月形町,花 1971年、北海道ではほとんど花栽培が行われていないころ、月形で7戸の農家が花づくりをはじめた。米の生産調整のために、稲作から花へ転換したのだ。栽培方法から販路拡大まで、手さぐりで研究を重ね、しだいに実績をのばしていった。  いまでは生産戸数も100ちかくに増え、10年前からは毎年約10億円の売上高をほこっている。生産地としては全国でもトップクラス。その安定した売上もさることながら、月形の花づくりには大きな特徴がある。  

 それは、とにかく花の種類が豊富なこと。
 いつもどこかで、他では見たこともない新しい花がスクスクと育っている。  
 その理由はどこにあるのだろう。  

 月形で花づくり20年めという、坂田明さんがこう説明してくれた。  「月形の人は、みんな『我がまま』なんです。自分が作りたい花をどんどん作る。だから種類が多くなる。ふつうは産地ごとにユリならユリ、カーネーションならカーネーションと同じ花を育てることが多いんだけど」

 坂田さんは月形生まれの月形育ち。日に焼けた横顔がたくましい、いかにも「力持ちの優しいお父さん」という感じの方である。とても我がままな人には見えないが、話を聞いているうちに、だんだん意味がわかってきた。坂田さんのいう「我がまま」は、「強い意志」という意味なのだ。

花,サンダーソニア

 坂田さんの家は代々酪農を営んでいて、坂田さんも将来は後をつごうと考えていた。

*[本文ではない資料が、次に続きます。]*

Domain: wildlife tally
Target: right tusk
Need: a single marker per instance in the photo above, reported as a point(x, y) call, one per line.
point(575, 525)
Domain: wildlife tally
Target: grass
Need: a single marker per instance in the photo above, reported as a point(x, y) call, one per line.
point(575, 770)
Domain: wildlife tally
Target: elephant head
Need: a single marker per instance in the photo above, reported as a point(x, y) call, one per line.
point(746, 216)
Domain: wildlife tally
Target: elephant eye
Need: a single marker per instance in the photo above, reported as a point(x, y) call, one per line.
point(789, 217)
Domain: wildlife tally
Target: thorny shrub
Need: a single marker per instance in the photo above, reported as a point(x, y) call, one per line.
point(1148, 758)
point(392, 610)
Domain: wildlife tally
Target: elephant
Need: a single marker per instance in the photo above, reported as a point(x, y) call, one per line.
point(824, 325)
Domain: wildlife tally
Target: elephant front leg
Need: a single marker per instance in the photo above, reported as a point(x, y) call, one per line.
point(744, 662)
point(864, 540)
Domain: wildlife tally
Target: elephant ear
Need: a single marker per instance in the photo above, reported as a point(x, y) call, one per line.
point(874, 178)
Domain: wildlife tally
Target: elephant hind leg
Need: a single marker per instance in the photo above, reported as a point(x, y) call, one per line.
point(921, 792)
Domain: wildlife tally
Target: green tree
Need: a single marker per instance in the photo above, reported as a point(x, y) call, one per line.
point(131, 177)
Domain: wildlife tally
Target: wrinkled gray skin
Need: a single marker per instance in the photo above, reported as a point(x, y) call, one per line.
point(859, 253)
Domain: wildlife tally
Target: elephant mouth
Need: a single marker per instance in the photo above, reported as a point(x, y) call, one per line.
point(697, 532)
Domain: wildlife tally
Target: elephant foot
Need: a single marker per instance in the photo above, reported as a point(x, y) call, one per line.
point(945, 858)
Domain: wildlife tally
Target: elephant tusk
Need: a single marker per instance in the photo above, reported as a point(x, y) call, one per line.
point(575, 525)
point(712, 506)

大学で酪農を勉強したあと、カナダにわたって本格的な酪農技術を学んだ。ところが、ちょうどカナダから戻ったころ、国内で牛乳の生産調整が始まった。牛だけではとてもやっていけない。坂田さんは一大決心をして、牧場の隣にカスミ草の花畑を作った。

 「昔から、牛とか馬とか大きな生き物が好きだったんです。まさか、こんなに小さな花を仕事にするとは、思ってもいませんでした」  それから今年で19年がたち、カスミ草だけだった花畑には、いまや10種類以上の花が育っている。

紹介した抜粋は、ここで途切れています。